Monday, 26 March 2007

Flatten Out a Heirarchy using SYS_CONNECT_BY_PATH

In a recent application, we needed to model the Organisational Hierarchy which at its most complex ran to 7 levels deep. This was achieved using a self referencing foreign key (Pigs Ear) similar to that of the EMP table in the Scott schema. In essence, it simply stores the parent / child relationship for each entry in the Hierarchy.

This approach serviced the application very well in that a simply tree walk (CONNECT BY PRIOR) allowed us to construct the Hierarchical tree and bounce our requests off that.

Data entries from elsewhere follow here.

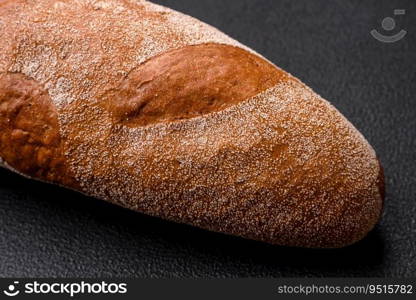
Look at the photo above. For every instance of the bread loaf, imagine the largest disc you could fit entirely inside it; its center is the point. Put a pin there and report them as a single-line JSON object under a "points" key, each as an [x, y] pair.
{"points": [[155, 111]]}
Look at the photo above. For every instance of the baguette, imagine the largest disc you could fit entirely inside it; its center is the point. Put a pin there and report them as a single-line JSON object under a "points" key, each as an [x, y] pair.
{"points": [[155, 111]]}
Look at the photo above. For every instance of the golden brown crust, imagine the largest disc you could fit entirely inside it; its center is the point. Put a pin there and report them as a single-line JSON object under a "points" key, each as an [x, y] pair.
{"points": [[268, 160], [190, 82], [29, 131]]}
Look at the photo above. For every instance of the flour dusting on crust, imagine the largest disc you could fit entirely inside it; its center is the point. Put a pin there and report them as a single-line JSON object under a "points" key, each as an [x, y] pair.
{"points": [[283, 167]]}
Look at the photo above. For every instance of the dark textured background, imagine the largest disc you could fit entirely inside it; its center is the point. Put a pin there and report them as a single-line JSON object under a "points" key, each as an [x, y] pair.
{"points": [[49, 231]]}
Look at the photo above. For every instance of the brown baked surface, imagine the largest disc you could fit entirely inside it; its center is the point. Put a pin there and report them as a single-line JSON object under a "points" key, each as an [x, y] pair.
{"points": [[190, 82], [144, 107]]}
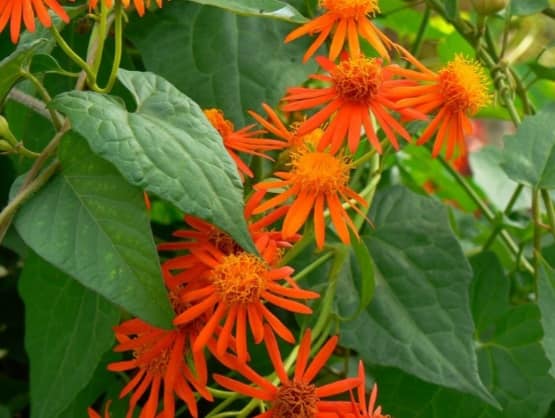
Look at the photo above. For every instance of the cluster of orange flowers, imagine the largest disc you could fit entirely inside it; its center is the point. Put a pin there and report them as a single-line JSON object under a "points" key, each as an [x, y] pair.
{"points": [[220, 293]]}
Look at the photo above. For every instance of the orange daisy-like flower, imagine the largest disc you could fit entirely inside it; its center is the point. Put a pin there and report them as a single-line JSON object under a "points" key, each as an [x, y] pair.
{"points": [[297, 397], [348, 18], [457, 91], [361, 408], [244, 140], [317, 180], [359, 87], [160, 364], [18, 11], [235, 289]]}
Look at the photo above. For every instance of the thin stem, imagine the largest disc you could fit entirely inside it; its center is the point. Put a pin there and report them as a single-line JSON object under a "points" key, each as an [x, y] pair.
{"points": [[488, 213], [118, 49], [8, 212], [417, 44], [548, 203], [91, 78], [536, 216], [56, 119]]}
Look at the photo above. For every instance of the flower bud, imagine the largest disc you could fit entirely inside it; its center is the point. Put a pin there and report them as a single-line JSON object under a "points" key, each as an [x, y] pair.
{"points": [[488, 7]]}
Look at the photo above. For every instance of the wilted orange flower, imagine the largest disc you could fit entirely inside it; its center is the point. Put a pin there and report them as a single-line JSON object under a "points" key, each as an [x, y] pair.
{"points": [[317, 180], [458, 91], [296, 397], [93, 414], [161, 366], [359, 87], [347, 19], [244, 140], [233, 288], [17, 11]]}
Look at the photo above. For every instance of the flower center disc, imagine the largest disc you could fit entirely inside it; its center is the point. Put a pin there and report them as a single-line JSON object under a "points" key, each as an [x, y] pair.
{"points": [[222, 125], [358, 80], [351, 8], [463, 85], [239, 278], [295, 400], [319, 172]]}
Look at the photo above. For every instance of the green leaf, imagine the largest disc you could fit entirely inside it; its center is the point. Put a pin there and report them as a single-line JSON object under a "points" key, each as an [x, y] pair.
{"points": [[419, 319], [529, 155], [511, 360], [220, 59], [10, 67], [166, 147], [261, 8], [91, 224], [546, 303], [528, 7], [452, 9], [68, 329]]}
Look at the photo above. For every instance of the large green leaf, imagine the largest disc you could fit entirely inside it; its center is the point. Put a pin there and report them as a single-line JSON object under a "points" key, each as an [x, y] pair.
{"points": [[166, 147], [546, 303], [220, 59], [419, 319], [68, 329], [528, 7], [10, 67], [91, 224], [262, 8], [529, 155], [510, 356]]}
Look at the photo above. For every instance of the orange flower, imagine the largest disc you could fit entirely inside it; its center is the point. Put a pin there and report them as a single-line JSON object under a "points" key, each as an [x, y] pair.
{"points": [[17, 11], [244, 140], [348, 19], [232, 289], [297, 397], [359, 88], [160, 364], [458, 91], [93, 414], [140, 5], [317, 180], [361, 410]]}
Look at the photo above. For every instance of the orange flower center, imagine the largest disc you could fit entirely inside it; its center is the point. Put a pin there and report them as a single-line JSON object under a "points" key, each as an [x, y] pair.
{"points": [[295, 400], [319, 172], [346, 9], [358, 80], [222, 125], [239, 278], [464, 85]]}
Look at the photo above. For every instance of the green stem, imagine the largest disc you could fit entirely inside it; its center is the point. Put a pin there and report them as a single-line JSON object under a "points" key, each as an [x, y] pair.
{"points": [[8, 212], [312, 266], [91, 78], [101, 31], [56, 120], [536, 216], [417, 44], [118, 49], [550, 210]]}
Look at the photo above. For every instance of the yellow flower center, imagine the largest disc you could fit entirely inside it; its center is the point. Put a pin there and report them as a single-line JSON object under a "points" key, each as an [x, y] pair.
{"points": [[295, 400], [222, 125], [239, 278], [319, 172], [358, 80], [346, 9], [464, 85]]}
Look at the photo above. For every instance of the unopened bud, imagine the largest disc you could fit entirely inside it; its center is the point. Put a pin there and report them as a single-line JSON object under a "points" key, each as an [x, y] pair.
{"points": [[488, 7]]}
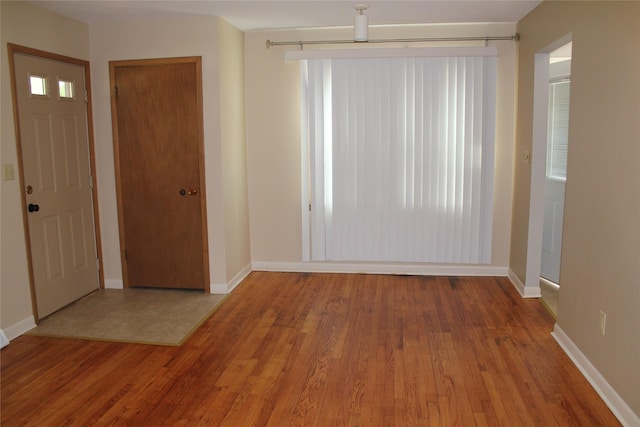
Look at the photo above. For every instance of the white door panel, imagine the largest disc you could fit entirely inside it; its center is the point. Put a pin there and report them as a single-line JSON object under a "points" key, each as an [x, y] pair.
{"points": [[552, 231], [55, 161]]}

During the production of the Discoverer End User Layer, it became evident that this Hierarchy needed to be flattened out (un-normalized) in order for it to reported on. This is because Discoverer (or any other BI product) does not support the CONNECT BY and START WITH clause. Discoverer needs to know how many levels exist within a Hierarchy and that every thread in the Hierarchy has the same number of levels in order to build a folder structure that can be reported on.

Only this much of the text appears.